[SOLVED] "Lost" GPU, probably after an upgrade

garzzz

New Member
Oct 8, 2024
9
1
3
Hi,

i have (had... sob) a wonderful proxmox server, with some containers with working gpu passthrough.

This weekend i updated proxmox, with the web interface (apt update, apt upgrade and such). Then i rebooted it, and as far as i remember, no issue (but i can remember wrong).

Then yesterday, probably due to bad weather, i had a power outage and possibly some lightning issues. I had other PCs in the same room, plugged in the same outlet, and everything seems fine so far.

I've figured out that something is wrong because the jellyfin LXC won't start due:
Code:
TASK ERROR: Device /dev/dri/renderD128 does not exist

Now, if i run nvtop on the host, i see No GPU to monitor.

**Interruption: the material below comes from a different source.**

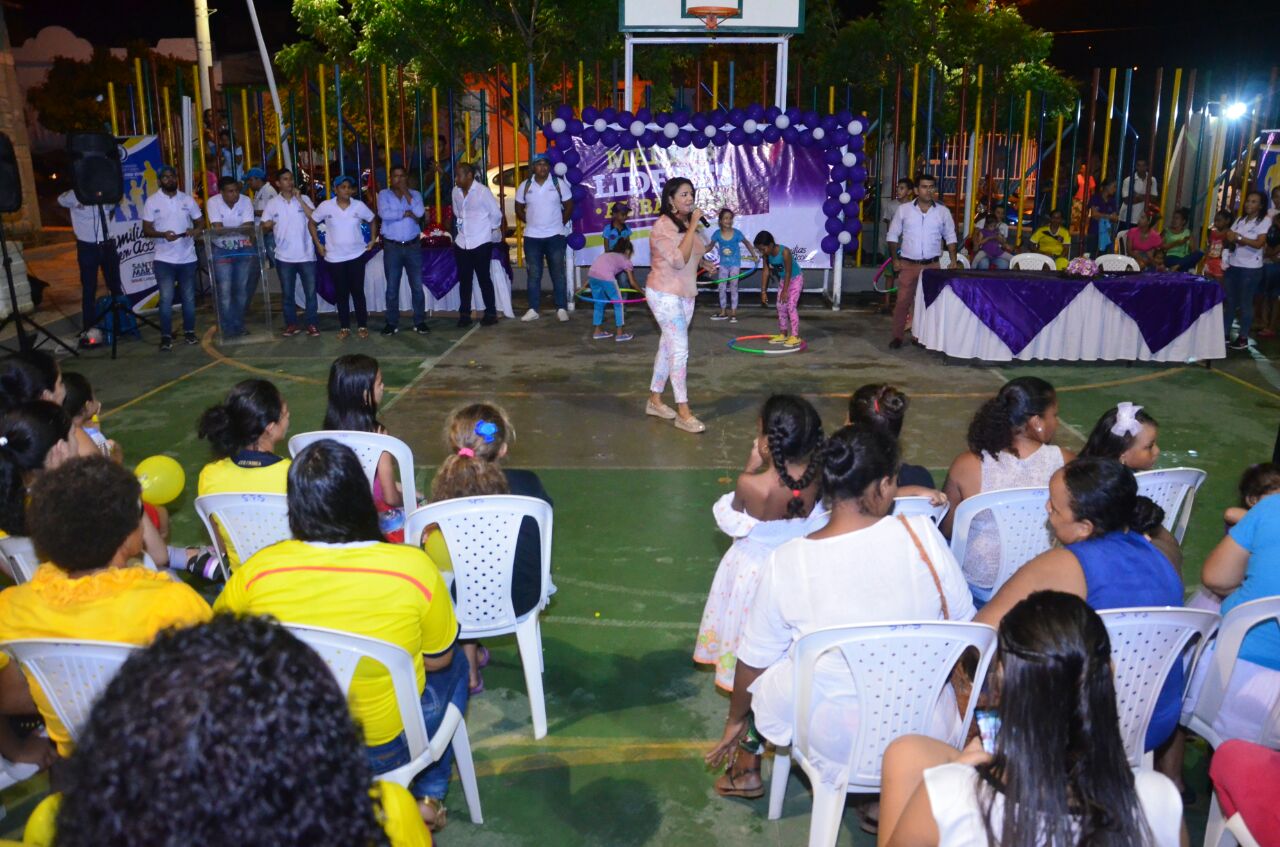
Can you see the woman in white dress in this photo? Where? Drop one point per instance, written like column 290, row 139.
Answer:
column 1057, row 772
column 863, row 567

Then i fear that is something with the GPU, maybe even hardware damages.

Luckily, i've also run lspci and i see:

Code:
26:00.0 VGA compatible controller: NVIDIA Corporation GA106 [GeForce RTX 3060 Lite Hash Rate] (rev a1)

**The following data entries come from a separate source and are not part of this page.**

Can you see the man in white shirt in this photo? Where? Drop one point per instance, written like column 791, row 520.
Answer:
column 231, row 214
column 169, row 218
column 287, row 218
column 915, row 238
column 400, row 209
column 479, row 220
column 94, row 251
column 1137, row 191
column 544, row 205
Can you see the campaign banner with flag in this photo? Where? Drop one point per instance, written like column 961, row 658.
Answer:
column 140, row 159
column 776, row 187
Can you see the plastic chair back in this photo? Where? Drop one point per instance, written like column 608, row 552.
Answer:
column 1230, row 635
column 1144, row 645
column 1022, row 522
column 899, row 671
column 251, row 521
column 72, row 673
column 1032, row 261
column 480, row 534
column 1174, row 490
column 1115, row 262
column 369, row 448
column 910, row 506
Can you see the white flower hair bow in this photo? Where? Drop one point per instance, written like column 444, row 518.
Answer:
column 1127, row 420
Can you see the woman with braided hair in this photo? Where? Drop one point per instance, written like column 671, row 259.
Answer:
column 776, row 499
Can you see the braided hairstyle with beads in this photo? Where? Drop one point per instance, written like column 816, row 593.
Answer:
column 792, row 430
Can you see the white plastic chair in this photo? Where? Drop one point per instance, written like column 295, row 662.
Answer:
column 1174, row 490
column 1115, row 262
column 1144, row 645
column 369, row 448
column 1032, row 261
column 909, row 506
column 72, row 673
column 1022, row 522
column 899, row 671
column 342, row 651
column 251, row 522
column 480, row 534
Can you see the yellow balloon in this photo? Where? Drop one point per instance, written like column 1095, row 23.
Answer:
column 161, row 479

26:00.1 Audio device: NVIDIA Corporation GA106 High Definition Audio Controller (rev a1)

So apparently the GPU is detected and therefore alive.

I don't even know where to start to debug this issue. I saw the jellyfin error on a number of posts, but the usual reply is something to fix the container and or reinstall it, and it is fixed. I fear that my case is worse, since the GPU is not "available" to the host (nvtop output). What shoud i do? Thanks in advance...

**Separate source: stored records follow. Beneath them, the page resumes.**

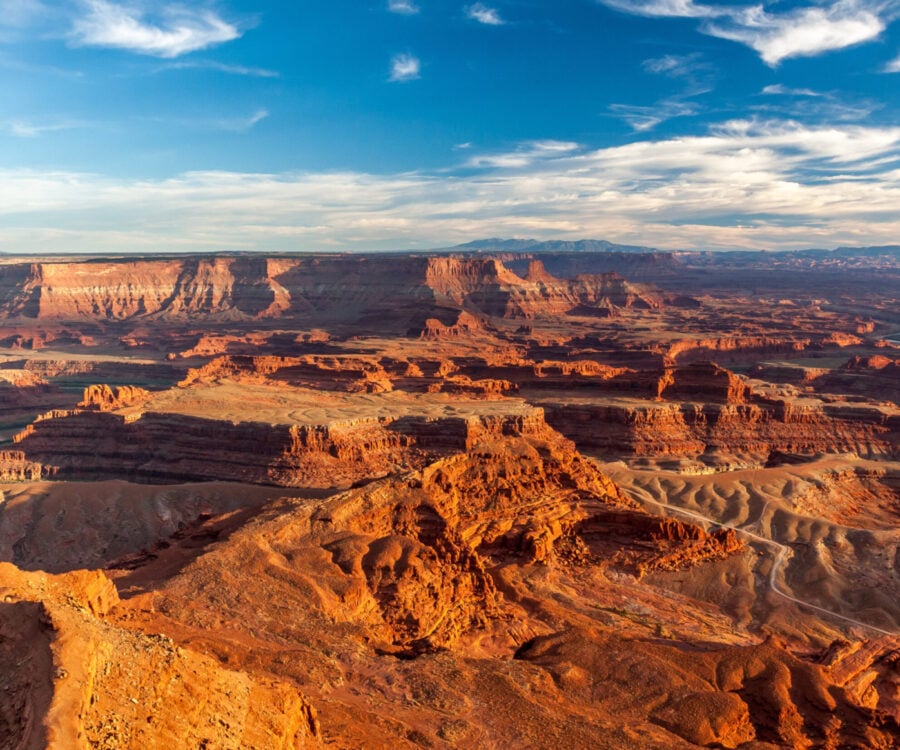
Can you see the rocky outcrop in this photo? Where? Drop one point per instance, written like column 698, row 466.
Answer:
column 705, row 382
column 104, row 398
column 14, row 467
column 74, row 680
column 160, row 447
column 752, row 430
column 339, row 288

Edit: tried to upgrade the nvidia drivers, since lspci shows the GPU, but i have this error:

Code:
  ERROR: Unable to find the kernel source tree for the currently running kernel.  Please make sure you have      
         installed the kernel source files for your kernel and that they are properly configured; on Red Hat     
         Linux systems, for example, be sure you have the 'kernel-source' or 'kernel-devel' RPM installed.  If   
         you know the correct kernel source files are installed, you may specify the kernel source path with the 
         '--kernel-source-path' command line option.
 
Last edited:
Try to run this first
Bash:
apt install -y pve-headers gcc make dkms
Done, nothing apparently changed.

Edit: actually, the error message while installing the new driver changed into this.

Code:
WARNING: nvidia-installer was forced to guess the X library path '/usr/lib' and X
           module path '/usr/lib/xorg/modules'; these paths were not queryable from
           the system.  If X fails to find the NVIDIA X driver module, please      
           install the `pkg-config` utility and the X.Org SDK/development package
           for your distribution and reinstall the driver.

i don't get why it is complaining about X, since it's a server without a GUI.
Maybe that's something relevant.


Edit again: after the error message, which is actually a warning, i was able to reinstall the drivers and the GPU is managed again.

THANK YOU SO MUCH! :)
 
Last edited: